Di solito, incuranti dei sassi e delle sterpaie, al Circo Massimo giocano a pallone i ragazzini. Mia moglie raccomandava a nostro figlio di non attardarsi quando doveva attraversarlo per andare a trovarla al suo ufficio, lì di fronte: dietro le fitte siepi di oleandro che ornavano le scarpate e la spina centrale avrebbe potuto imbattersi in tipi loschi d'ogni genere, ladruncoli o pedofili. Sospetti giusti, a un certo punto le siepi vennero tagliate proprio perché rifugio di gente di malaffare. Che sia stato considerato a lungo un luogo fuori mano, non parte integrante dell'immaginario cittadino, lo dice il fatto che nell'immediato dopoguerra, nel 1949, la Repubblica eresse sul prospiciente Viale Aventino, in un piazzale poi intitolato a Ugo La Malfa, il grande monumento a Giuseppe Mazzini scolpito da Ettore Ferrari nel 1929. In quello stesso anno era stato celebrato il Concordato, così il monumento venne abbandonato, a pezzi e blocchi, in qualche deposito. Pare che tra i bassorilievi che lo decorano fosse scolpita anche una tiara pontificia rovesciata e negletta. Per quanto io l'abbia cercata, non l'ho mai trovata.
L'avranno scalpellata via. Comunque la sistemazione parve sufficientemente lontana e defilata da non offendere il Vaticano.
Il luogo ha un suo indubbio fascino storico. Un primo circo in legno venne edificato, pare, da Tarquinio Prisco, nella valle paludosa, detta Murcia per i cespugli di mirti che ricoprivano i colli intorno. Una costruzione in muratura arrivò nel Secondo secolo avanti Cristo, rifacimenti vi vennero apportati da Giulio Cesare e da Augusto, da Nerone e da Domiziano, fino a Costantino. La spina era arricchita da due obelischi, uno dei quali si trova ora a Piazza del Popolo, l'altro a Piazza San Giovanni. Forse in loro ricordo Mussolini fece erigere, a una delle due estremità, l'obelisco di Axum, rapinato all'Etiopia come trofeo di guerra.

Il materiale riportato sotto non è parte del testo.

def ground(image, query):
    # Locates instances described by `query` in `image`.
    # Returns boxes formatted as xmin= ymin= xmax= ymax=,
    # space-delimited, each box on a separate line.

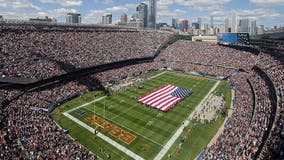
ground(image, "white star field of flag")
xmin=137 ymin=84 xmax=192 ymax=112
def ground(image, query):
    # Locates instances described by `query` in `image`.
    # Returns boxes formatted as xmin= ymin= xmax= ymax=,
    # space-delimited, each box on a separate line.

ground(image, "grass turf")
xmin=53 ymin=72 xmax=229 ymax=159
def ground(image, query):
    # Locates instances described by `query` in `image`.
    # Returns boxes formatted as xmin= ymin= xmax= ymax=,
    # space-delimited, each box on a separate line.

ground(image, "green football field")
xmin=52 ymin=72 xmax=230 ymax=159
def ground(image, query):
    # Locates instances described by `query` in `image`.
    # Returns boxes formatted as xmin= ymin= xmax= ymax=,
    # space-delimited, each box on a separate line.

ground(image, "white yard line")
xmin=63 ymin=71 xmax=167 ymax=160
xmin=63 ymin=112 xmax=144 ymax=160
xmin=147 ymin=71 xmax=167 ymax=80
xmin=154 ymin=81 xmax=220 ymax=160
xmin=82 ymin=105 xmax=163 ymax=147
xmin=66 ymin=96 xmax=107 ymax=113
xmin=63 ymin=71 xmax=217 ymax=160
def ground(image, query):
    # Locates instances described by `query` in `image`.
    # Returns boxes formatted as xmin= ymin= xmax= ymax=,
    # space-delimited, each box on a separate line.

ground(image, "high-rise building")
xmin=182 ymin=19 xmax=188 ymax=32
xmin=66 ymin=13 xmax=81 ymax=24
xmin=240 ymin=19 xmax=249 ymax=33
xmin=231 ymin=11 xmax=238 ymax=33
xmin=102 ymin=13 xmax=112 ymax=25
xmin=197 ymin=18 xmax=202 ymax=27
xmin=249 ymin=20 xmax=257 ymax=35
xmin=178 ymin=22 xmax=184 ymax=31
xmin=29 ymin=16 xmax=57 ymax=23
xmin=191 ymin=22 xmax=200 ymax=29
xmin=210 ymin=16 xmax=214 ymax=28
xmin=172 ymin=18 xmax=179 ymax=29
xmin=225 ymin=18 xmax=231 ymax=33
xmin=120 ymin=13 xmax=127 ymax=24
xmin=257 ymin=25 xmax=264 ymax=34
xmin=148 ymin=0 xmax=157 ymax=29
xmin=136 ymin=3 xmax=148 ymax=28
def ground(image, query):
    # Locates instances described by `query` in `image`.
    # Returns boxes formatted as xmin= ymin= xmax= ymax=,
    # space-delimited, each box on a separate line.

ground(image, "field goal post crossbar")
xmin=93 ymin=96 xmax=106 ymax=131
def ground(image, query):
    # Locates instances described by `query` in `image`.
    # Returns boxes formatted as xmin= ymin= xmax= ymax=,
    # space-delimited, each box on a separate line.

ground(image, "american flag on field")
xmin=137 ymin=84 xmax=192 ymax=112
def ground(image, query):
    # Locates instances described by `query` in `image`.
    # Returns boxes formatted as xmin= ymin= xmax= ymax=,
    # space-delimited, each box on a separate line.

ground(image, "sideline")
xmin=154 ymin=81 xmax=220 ymax=160
xmin=66 ymin=96 xmax=107 ymax=113
xmin=63 ymin=71 xmax=167 ymax=160
xmin=195 ymin=90 xmax=235 ymax=159
xmin=63 ymin=112 xmax=144 ymax=160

Dietro al monumento a Mazzini oggi si stende l'incantevole roseto comunale.
Nel medioevo, però, l'area era occupata da un cimitero ebraico. Nella capitale del papato gli ebrei vivevano in un ghetto e non potevano essere seppelliti nella cinta urbana, così come le prostitute, il cui cimitero era al Muro Torto fuori Porta del Popolo, e i non cattolici, sepolti a Porta San Paolo. Doveva essere, allora, un luogo triste e desolato, oggi dal roseto si sale alle bellissime chiese dell'Aventino, Santa Sabina e Sant'Alessio, e alla Piazza dei Cavalieri di Malta disegnata da Piranesi. Dalla parte opposta del Circo si innalzano le rovine imponenti del palazzo dalle cui terrazze gli imperatori si affacciavano per assistere ai giochi. Poco lontano si apriva Porta Capena, da cui uscì anche il poeta Orazio per il suo famoso viaggio, lungo la Via Appia, fino a Brindisi. Non sono certo questi i richiami che hanno fatto decidere le dirigenze del Pd a scegliere il Circo Massimo per la loro manifestazione. Avrà pesato il fatto che proprio a due passi, a Piazza Sant'Anastasia, c'era il “loft”, la sede di partito che sostituì, invero con esiti non molto fausti, lo storico Bottegone?